Антипитерская проза (Бузулукский) - страница 157

...Михаил Петрович заметил, что этот нарочито подслеповатый христосик опять влез в маршрутку с банкой пива. Сейчас он начнет вертеть своей плохо прикрученной башкой, как будто не веря, что свободным осталось лишь одно место сзади, между опасно дремлющим бугаем в вязаной тесной шапочке и респектабельной коровой в желтых крупнокалиберных кудрях. Маршрутка была «Мерседесом», поэтому в ней можно было и стоять худо-бедно. Но огорченному христосику ехать стоя казалось куда менее достойным, нежели все-таки сидеть, пусть и на одной мозглявой ягодице. В маршрутке в табели о рангах стоящие люди занимали последнюю строчку.

Михаил Петрович знал, что сейчас послышится характерный щелчок (христосик откроет металлическую банку, правда, с настороженной виноватостью), и Михаил Петрович для вящего терпения крайне медленно смежит веки, которые, если бы могли красноречиво вздыхать, вздохнули бы.

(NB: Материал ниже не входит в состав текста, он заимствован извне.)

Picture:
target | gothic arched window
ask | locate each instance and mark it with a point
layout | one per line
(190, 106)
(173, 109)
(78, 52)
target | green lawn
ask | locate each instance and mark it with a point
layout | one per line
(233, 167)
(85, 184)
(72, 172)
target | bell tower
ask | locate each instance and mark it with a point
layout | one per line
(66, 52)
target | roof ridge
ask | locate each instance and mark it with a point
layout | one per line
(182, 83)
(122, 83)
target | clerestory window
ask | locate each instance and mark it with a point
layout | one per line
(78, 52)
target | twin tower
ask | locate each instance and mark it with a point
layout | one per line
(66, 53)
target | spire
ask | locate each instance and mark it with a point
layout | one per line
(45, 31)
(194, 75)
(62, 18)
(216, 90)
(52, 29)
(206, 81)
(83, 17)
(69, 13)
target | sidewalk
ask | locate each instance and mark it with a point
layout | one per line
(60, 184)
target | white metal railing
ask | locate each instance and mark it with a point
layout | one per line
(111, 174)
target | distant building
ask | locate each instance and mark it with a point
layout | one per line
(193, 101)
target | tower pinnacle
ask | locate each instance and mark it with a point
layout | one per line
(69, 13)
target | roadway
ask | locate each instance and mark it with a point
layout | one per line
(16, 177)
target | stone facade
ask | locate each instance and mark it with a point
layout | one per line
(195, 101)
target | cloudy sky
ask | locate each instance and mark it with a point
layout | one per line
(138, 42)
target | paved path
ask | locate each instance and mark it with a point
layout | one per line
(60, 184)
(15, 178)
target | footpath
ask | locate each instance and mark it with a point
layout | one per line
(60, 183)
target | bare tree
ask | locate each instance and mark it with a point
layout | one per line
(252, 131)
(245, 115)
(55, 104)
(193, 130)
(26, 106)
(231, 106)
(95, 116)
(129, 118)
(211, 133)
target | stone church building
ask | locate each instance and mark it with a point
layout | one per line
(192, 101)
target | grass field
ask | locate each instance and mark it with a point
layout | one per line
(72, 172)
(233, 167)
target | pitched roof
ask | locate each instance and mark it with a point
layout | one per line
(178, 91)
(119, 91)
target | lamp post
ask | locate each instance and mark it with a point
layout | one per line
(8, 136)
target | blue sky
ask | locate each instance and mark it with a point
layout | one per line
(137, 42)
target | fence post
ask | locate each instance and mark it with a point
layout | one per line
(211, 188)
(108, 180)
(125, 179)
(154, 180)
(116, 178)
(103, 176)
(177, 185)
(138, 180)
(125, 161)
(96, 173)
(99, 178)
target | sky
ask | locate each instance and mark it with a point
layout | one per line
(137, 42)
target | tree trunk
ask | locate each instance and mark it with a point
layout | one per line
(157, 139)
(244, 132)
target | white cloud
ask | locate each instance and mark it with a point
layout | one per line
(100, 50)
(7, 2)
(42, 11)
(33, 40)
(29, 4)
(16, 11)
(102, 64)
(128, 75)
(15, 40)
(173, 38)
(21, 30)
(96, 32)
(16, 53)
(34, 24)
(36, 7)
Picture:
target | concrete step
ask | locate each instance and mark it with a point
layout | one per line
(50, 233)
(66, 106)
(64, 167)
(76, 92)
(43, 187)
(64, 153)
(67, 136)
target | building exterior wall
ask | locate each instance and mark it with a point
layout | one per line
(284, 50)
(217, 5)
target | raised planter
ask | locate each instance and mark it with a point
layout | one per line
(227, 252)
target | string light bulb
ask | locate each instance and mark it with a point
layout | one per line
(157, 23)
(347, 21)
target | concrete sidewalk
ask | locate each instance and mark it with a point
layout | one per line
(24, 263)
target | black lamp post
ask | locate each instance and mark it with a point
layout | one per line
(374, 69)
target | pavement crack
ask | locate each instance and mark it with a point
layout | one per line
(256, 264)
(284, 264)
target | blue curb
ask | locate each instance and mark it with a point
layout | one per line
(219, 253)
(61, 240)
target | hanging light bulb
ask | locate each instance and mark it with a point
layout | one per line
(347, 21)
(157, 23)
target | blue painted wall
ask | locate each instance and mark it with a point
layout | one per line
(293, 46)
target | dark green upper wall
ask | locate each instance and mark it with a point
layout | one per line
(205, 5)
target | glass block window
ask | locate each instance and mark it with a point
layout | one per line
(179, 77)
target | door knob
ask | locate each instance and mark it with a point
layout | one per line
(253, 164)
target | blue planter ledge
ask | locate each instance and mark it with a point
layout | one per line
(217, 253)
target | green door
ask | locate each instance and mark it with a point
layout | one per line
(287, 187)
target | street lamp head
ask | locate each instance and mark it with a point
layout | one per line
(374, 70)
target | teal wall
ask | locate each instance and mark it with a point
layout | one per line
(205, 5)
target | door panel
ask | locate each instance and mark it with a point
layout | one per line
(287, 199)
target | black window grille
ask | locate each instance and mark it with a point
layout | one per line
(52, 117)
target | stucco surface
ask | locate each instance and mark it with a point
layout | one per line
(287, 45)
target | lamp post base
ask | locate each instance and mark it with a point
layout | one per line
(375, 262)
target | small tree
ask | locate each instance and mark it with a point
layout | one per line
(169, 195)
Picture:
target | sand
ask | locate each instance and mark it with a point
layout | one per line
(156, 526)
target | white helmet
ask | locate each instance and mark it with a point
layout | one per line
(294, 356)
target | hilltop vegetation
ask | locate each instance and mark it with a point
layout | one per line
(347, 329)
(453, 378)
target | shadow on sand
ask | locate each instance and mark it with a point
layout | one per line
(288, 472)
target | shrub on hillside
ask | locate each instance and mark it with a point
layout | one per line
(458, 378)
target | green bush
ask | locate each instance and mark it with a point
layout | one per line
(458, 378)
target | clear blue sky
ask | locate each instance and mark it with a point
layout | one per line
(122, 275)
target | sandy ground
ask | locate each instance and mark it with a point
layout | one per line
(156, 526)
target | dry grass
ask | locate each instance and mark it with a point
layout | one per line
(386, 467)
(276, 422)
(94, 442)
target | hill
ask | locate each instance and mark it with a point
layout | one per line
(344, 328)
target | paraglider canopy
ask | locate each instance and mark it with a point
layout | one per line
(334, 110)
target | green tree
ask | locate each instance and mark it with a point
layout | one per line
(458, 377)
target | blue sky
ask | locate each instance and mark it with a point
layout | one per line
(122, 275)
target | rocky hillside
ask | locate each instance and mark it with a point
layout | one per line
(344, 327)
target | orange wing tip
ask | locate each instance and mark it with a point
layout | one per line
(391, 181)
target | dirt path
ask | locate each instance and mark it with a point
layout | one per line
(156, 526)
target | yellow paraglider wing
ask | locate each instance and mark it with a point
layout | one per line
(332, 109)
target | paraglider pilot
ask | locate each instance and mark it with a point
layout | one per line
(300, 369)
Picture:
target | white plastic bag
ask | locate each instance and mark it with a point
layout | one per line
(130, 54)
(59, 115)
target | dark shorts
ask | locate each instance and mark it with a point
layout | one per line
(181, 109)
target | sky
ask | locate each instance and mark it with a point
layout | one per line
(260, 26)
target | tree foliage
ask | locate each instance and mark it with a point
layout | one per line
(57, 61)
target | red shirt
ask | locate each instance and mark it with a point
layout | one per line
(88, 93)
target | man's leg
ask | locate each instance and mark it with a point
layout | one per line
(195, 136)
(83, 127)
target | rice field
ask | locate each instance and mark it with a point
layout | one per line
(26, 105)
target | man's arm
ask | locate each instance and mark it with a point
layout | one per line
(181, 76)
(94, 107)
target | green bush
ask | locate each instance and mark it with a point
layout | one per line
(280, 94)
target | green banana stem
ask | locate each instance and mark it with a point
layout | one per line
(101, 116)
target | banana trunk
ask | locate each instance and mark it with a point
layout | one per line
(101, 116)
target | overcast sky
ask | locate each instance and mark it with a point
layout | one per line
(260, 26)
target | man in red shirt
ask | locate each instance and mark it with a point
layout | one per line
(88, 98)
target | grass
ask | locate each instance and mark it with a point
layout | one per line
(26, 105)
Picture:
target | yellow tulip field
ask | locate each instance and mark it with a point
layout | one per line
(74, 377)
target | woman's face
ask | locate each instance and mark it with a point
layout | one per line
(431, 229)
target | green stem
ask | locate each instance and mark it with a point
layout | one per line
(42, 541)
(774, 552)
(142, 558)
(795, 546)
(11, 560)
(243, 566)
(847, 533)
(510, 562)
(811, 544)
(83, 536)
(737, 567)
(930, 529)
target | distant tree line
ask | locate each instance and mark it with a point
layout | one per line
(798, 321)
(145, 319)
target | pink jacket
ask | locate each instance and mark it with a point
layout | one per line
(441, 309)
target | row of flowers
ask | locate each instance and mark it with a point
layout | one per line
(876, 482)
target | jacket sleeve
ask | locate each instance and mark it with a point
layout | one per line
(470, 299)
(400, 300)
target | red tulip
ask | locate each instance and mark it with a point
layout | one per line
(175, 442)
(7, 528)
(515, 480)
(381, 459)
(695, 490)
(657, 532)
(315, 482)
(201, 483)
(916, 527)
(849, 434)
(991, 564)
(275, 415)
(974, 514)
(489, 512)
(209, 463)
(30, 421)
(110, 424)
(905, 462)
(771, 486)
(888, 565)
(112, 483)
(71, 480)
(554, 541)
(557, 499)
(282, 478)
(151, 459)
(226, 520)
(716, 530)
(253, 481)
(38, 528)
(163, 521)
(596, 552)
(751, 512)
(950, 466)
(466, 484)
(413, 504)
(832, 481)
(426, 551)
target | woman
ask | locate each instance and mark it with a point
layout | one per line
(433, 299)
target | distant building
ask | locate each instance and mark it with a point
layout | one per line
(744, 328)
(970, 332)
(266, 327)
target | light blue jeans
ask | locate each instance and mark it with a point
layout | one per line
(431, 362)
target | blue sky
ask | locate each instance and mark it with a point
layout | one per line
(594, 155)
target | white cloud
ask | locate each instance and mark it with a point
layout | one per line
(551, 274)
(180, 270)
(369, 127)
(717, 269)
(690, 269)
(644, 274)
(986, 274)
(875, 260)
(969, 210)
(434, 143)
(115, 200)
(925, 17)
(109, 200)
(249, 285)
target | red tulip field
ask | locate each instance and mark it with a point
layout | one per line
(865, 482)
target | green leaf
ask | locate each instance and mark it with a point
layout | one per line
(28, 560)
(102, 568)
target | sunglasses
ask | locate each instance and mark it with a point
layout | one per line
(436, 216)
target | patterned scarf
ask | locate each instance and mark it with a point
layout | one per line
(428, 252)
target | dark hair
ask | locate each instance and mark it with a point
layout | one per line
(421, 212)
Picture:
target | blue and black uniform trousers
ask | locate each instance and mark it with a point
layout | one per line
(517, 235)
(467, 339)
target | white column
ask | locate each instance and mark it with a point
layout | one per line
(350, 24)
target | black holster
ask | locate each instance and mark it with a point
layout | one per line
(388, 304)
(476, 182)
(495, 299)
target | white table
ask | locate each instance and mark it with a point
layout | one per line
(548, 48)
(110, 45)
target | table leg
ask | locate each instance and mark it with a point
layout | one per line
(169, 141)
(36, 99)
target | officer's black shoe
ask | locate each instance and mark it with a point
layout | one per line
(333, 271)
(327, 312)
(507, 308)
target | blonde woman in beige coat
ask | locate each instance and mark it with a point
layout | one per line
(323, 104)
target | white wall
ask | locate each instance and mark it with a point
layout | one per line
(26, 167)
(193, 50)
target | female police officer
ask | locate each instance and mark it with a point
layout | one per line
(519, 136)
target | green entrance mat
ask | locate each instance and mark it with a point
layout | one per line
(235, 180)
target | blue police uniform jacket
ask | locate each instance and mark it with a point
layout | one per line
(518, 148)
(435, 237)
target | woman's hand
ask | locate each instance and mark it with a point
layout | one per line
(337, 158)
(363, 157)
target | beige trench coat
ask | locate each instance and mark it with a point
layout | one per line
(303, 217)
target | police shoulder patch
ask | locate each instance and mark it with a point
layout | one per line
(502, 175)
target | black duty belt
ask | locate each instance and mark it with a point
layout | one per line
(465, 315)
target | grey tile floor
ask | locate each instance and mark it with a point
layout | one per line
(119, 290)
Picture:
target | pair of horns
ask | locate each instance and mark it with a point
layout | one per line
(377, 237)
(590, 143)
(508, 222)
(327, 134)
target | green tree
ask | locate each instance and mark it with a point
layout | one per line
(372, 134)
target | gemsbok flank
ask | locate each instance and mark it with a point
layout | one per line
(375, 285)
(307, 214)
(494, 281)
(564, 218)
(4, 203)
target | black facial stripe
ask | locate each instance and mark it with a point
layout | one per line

Михаил Петрович садился в маршрутку «на кольце» и поэтому мог выбирать для себя самое комфортное в этой ситуации место — во втором ряду слева у окна: никто не задевает боками, не беспокоит с передачей платы за проезд и не нависает тушей над душой. Неудобство возникает лишь при выходе, когда самому приходится толкаться, но выходить, как известно, всегда и отовсюду проще, чем входить, безответственнее, что ли: хочешь, хлопай дверью, а хочешь — прикрывай ее бережно, с издевательской интеллигентностью.

Кстати, единственным интеллигентом в маршрутке изо дня в день был все тот же человек в футляре, живущий по соседству с Михаилом Петровичем, в кирпичной высотке у гастронома. Он был чуть моложе Михаила Петровича, в очках, с красивым кожаным мягким портфелем, который, кажется, периодически подкрашивал аэрозолем. Носил он выспренную, переливчатую, словно акварельную, бородку куцым клинышком и выглядел непредосудительно хмурым и зимой, и летом. Он садился обычно на переднее сиденье, и футляром для него служил вечно поднятый воротник — будь то воротник пальто или дубленки, или пиджака, или даже рубашки-поло. Михаил Петрович располагался за интеллигентом и поэтому хорошо изучил изнанку его воротников. Одежда у интеллигента была добротная, но не новая. Было видно, что он донашивает прежний гардероб с аристократическим скупердяйством, тщательно перемежая вещички. Особенно Михаилу Петровичу нравилась его бежевая потертая замшевая куртка с толстым трикотажным воротником. Интеллигент сидел неподвижно и чувствительно. Выходил он позже Михаила Петровича, и поэтому Михаил Петрович ни разу не слышал его голоса. Интеллигент напоминал Михаилу Петровичу его школьного учителя литературы Евгения Валентиновича, тоже бородача, худого и обаятельно сутулого, однако веселого, даже игривого, в отличие от этого, любимца учеников и любителя кофе, эклеров, слоеных пирожков и наливающихся бюстов осанистых десятиклассниц. Таких жизнерадостных и вальяжных интеллигентов на земле уже нет, думал Михаил Петрович. Остатки интеллигентов теперь были исключительно мрачны и отрешенны. И, вероятно, они представляли бы собой совершенно безнадежное зрелище, если бы эта их мрачность не была бы столь ровной и длительной, словно хорошо продуманной и бескомпромиссной.